5 conseils précieux de Quentin Lebel, Facilitateur Senior | Design Stratégique & Organisationnel | Fondateur émancipio & Behind The Crux
Le métier des facilitateurs en tant que tel va se répartir entre ceux qui accompagnent les transformations en profondeur pour faire évoluer une entreprise et son modèle, et ceux qui proposent des prestations courtes, répondant à un problème ad hoc
Vous êtes designer de démarches collaboratives depuis bientôt 10 ans, quelles sont les erreurs que vous observez chez les facilitateurs néophytes ?
Penser pour le groupe
Les nouveaux facilitateurs ont tendance à se mettre à la place du groupe, ils ont même du mal à ne pas l’influencer. Même avec des années d’expérience, nous pouvons être tenté d’orienter la réflexion d’un groupe dans un sens ou un autre, généralement sur la base de notre propre expérience. Or, il est primordial de laisser le groupe faire son propre cheminement, qu’il apprenne à se dépasser.
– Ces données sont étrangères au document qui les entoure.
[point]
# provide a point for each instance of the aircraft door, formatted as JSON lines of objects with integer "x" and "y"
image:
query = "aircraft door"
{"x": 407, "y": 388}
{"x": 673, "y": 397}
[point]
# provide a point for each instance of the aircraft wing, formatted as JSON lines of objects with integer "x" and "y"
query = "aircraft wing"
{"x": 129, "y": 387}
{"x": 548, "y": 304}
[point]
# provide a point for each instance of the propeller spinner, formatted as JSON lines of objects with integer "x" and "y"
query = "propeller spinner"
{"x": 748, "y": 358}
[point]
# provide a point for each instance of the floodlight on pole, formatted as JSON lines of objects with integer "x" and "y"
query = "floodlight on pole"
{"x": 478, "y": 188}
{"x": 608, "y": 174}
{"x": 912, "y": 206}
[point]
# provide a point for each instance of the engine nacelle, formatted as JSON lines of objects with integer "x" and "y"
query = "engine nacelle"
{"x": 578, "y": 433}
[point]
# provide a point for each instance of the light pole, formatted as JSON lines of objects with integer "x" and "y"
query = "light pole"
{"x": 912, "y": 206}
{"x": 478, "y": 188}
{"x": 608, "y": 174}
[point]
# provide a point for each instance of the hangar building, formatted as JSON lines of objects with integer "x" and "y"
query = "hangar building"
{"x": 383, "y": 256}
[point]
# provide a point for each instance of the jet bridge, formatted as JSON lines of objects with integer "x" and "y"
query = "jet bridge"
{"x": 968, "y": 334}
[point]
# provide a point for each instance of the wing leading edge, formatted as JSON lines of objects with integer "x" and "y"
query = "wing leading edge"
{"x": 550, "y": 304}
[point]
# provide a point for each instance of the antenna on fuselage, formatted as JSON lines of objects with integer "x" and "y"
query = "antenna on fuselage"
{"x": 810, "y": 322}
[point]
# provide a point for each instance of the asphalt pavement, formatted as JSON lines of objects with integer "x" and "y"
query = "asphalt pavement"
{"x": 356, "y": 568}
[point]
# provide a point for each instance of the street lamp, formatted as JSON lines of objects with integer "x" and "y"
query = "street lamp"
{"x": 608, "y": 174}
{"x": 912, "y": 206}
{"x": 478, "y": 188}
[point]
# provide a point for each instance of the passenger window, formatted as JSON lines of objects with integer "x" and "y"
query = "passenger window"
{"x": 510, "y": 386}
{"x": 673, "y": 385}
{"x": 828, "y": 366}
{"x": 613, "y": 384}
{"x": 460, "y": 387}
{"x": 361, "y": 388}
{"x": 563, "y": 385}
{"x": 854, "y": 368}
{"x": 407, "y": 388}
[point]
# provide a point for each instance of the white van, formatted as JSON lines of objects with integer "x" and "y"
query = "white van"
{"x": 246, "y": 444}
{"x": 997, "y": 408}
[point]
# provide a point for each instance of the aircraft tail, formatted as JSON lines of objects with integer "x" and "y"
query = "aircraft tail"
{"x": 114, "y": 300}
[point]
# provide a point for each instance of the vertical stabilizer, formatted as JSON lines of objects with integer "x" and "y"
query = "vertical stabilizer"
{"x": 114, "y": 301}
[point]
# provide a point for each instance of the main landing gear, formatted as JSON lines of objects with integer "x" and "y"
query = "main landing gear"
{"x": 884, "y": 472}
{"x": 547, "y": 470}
Livrer une production sans recommandations
Comme je l’ai appris, une part des facilitateurs livrent souvent à leurs clients une production “brute de décoffrage”, mais à mes yeux ça ne suffit pas. En plus de l’expérience vécue et de l’avancée du groupe, la vraie valeur de l’intervention réside dans le travail de synthèse du facilitateur qui décrypte les modes de fonctionnement du groupe (les interactions, les blocages). Il faut impérativement faire un debrief avec les commanditaires de ce qui s’est joué durant les sessions collaboratives, puis co-construire avec eux des recommandations concernant l’organisation. Cela nous permet de faire émerger les problématiques et d’identifier les leviers qui sont à disposition du client. C’est sans nul doute le véritable atout du travail de facilitateur.
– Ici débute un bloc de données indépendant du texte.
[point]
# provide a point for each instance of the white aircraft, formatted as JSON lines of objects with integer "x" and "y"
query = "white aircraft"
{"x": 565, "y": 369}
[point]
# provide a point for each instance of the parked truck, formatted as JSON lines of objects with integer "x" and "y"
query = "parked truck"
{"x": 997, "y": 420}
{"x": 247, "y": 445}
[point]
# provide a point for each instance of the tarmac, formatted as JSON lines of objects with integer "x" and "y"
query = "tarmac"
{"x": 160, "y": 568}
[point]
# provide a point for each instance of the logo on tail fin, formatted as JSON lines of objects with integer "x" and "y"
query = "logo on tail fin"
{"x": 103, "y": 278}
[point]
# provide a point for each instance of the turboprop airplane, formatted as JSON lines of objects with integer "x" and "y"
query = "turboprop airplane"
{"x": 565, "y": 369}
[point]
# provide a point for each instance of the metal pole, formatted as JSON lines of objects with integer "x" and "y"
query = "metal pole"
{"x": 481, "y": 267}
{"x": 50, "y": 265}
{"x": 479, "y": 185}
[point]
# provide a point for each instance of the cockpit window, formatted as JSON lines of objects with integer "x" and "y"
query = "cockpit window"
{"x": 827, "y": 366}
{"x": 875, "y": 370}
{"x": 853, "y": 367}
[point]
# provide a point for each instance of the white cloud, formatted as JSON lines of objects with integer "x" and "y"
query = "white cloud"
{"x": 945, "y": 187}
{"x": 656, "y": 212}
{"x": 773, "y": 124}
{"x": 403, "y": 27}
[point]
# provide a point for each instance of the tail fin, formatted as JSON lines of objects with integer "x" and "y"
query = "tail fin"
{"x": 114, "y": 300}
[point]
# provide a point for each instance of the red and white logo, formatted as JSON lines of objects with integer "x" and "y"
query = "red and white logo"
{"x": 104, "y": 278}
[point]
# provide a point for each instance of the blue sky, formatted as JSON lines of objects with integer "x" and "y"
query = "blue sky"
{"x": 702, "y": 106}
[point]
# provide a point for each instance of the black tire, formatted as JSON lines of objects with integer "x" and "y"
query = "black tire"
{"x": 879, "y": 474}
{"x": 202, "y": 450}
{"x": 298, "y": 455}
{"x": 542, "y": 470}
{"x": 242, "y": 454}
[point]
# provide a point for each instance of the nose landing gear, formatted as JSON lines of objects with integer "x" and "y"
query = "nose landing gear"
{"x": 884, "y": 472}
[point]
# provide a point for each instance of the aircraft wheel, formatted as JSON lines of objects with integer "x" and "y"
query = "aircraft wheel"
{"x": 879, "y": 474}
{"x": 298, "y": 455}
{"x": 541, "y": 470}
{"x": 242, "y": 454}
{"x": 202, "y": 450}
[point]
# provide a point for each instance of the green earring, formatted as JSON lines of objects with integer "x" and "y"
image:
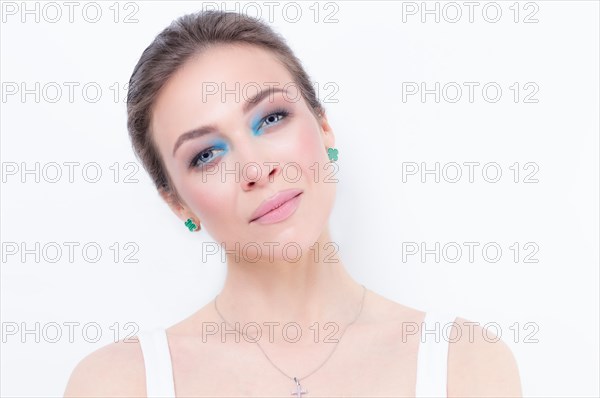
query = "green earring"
{"x": 332, "y": 152}
{"x": 191, "y": 226}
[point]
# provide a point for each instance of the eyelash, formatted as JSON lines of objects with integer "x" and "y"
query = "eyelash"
{"x": 196, "y": 159}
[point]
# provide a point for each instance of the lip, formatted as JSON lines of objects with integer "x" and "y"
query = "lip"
{"x": 274, "y": 202}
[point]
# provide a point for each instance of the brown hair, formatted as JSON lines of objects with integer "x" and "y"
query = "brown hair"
{"x": 184, "y": 38}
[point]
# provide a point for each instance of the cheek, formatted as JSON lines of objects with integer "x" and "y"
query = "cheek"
{"x": 207, "y": 199}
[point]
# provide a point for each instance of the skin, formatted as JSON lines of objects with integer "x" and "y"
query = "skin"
{"x": 316, "y": 288}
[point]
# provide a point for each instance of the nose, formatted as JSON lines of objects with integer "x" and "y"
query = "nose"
{"x": 256, "y": 174}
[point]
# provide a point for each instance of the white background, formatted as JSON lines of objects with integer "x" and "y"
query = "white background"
{"x": 366, "y": 56}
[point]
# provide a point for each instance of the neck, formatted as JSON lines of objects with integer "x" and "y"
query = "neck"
{"x": 316, "y": 288}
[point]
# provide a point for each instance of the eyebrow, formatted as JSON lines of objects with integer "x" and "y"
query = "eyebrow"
{"x": 203, "y": 130}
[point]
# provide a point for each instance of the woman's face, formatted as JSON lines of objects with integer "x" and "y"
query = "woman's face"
{"x": 250, "y": 151}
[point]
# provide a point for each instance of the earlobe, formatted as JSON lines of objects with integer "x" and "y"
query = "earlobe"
{"x": 328, "y": 135}
{"x": 173, "y": 203}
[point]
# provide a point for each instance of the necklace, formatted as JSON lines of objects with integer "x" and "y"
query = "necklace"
{"x": 298, "y": 391}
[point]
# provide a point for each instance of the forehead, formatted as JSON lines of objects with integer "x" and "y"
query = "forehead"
{"x": 212, "y": 84}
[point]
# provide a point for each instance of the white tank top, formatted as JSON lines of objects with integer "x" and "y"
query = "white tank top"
{"x": 432, "y": 359}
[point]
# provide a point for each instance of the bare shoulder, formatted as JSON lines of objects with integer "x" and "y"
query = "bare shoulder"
{"x": 480, "y": 364}
{"x": 114, "y": 370}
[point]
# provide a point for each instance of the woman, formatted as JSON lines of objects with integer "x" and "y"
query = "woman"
{"x": 225, "y": 120}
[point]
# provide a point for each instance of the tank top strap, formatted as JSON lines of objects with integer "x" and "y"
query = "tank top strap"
{"x": 157, "y": 361}
{"x": 432, "y": 357}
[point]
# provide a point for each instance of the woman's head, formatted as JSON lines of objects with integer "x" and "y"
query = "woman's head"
{"x": 206, "y": 70}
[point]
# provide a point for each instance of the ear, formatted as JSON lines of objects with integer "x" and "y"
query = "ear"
{"x": 328, "y": 136}
{"x": 175, "y": 204}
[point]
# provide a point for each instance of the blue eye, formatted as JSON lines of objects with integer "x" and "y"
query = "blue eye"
{"x": 204, "y": 157}
{"x": 272, "y": 118}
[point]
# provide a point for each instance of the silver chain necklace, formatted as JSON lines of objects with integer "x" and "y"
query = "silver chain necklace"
{"x": 298, "y": 388}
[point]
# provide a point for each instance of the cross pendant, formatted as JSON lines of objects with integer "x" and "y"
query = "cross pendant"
{"x": 299, "y": 391}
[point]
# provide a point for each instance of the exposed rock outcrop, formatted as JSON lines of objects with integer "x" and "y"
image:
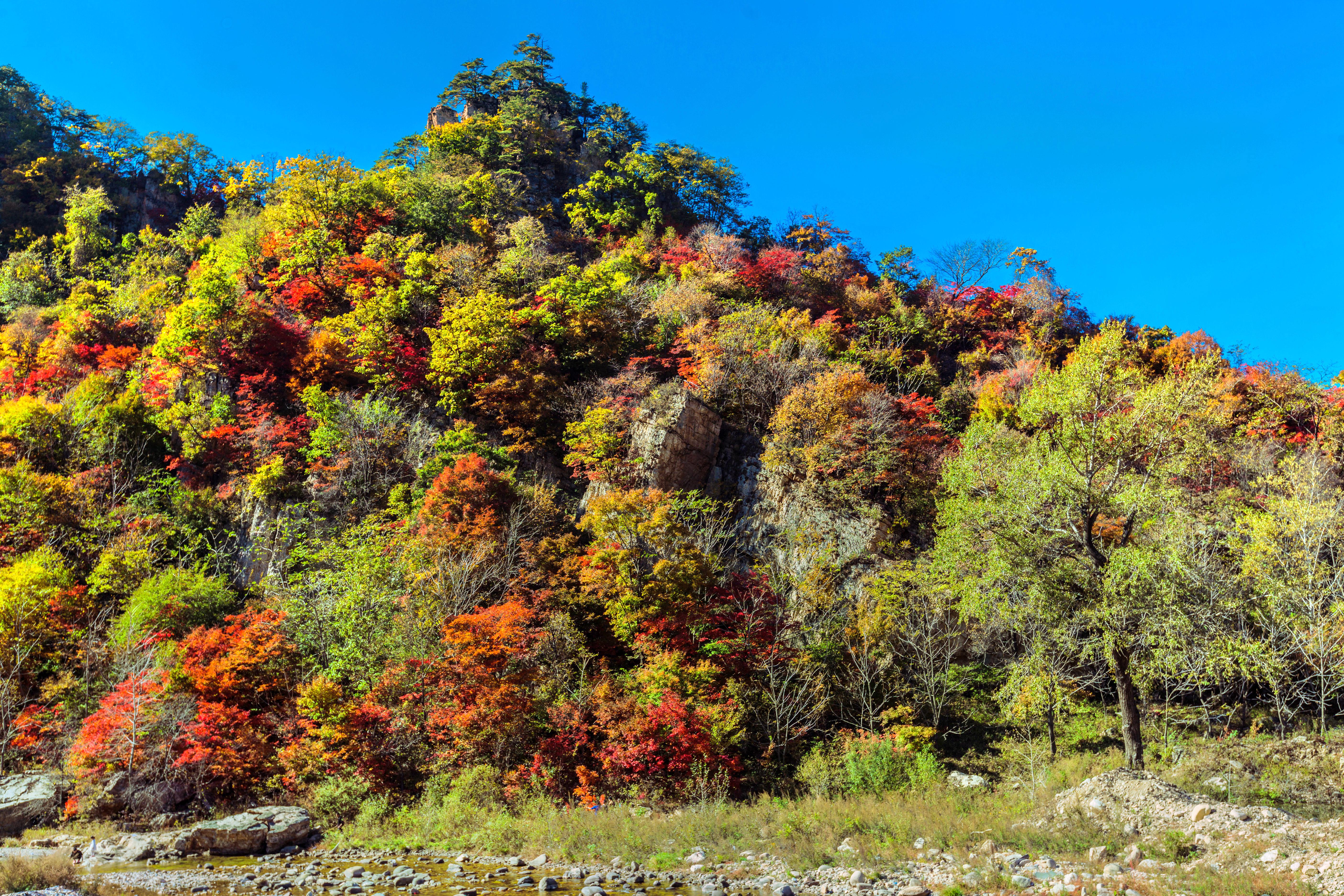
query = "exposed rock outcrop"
{"x": 794, "y": 527}
{"x": 675, "y": 436}
{"x": 267, "y": 829}
{"x": 29, "y": 800}
{"x": 440, "y": 116}
{"x": 123, "y": 795}
{"x": 264, "y": 539}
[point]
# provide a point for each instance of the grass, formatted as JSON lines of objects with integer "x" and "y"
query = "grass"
{"x": 76, "y": 828}
{"x": 803, "y": 832}
{"x": 18, "y": 874}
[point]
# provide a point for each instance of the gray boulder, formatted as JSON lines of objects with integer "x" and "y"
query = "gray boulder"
{"x": 267, "y": 829}
{"x": 963, "y": 780}
{"x": 124, "y": 850}
{"x": 140, "y": 797}
{"x": 29, "y": 800}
Négliger la prise d’autonomie
Notre travail en tant que facilitateur est de développer les compétences des équipes et promouvoir une culture de design au sein des organisations. La clé de réussite dans la résolution d’une problématique est d’associer l’individu à chaque étape du process. Chaque personne est partie prenante de la construction de la solution, et doit absolument y prendre part. C’est un changement profond de nos modes de pensées actuelles et de la culture dont nous avons hérité.
Sous-estimer le temps de préparation
Les facilitateurs juniors ont tendance à sous-estimer le temps nécessaire à la préparation des interventions, sans laquelle les moments collaboratifs ne peuvent être réussis.
D’abord dans la phase de qualification et de codesign avec les commanditaires, qui eux- mêmes en sous-évaluent l’intensité. Ensuite dans la conception et la préparation de l’expérience collaborative, car chaque détail peut avoir un impact positif – ou négatif – sur le groupe.
Manquer d’esprit d’anticipation
Les commanditaires et les facilitateurs sont souvent obnubilés par la préparation du jour J, au point d’oublier que le vrai travail commence tout de suite après l’atelier : Que faire avec toute cette matière ? Comment la transformer en actions concrètes ? Quelles sont les conséquences de ce temps passé ensemble à produire de la matière ? J’encourage les facilitateurs à pousser leurs commanditaires à répondre à ce type de questions en amont, au moment du design.
En effet, ceux-ci ont parfois du mal à évaluer la richesse et les applications positives du travail en mode collaboratif. A nous, facilitateurs, de maintenir le sponsor dans une certaine dynamique : prendre du recul et trouver le temps nécessaire afin d’avoir deux ou trois coups d’avance sur son organisation.
Quelles tendances observez-vous actuellement auprès de vos clients ?
Nos clients ont besoin de sens, besoin de recréer du lien. La relation aux autres, la place de l’individu et le côté expérientiel seront les aspects que nous devrons continuer à accentuer post Covid.
L’IA va avoir un impact décisif sur notre métier puisqu’elle va développer la capacité à décortiquer les problématiques (visualisation des données, simulation, exploration plus rapide, etc.). Elle va nous aider à mieux appréhender la complexité d’un sujet. C’est un vrai challenge pour les petites entreprises puisque ça va demander du savoir-faire qu’elles n’ont pas en interne.
La vraie valeur ajoutée de notre métier est de faire construire par les intéressés des solutions répondant aux défis d’une organisation, d’un écosystème, voire de notre Terre. Par contre, ces démarches sont exigeantes car elles mobilisent, dans la durée, un grand nombre de parties prenants : la pugnacité des commanditaires doit être sans faille.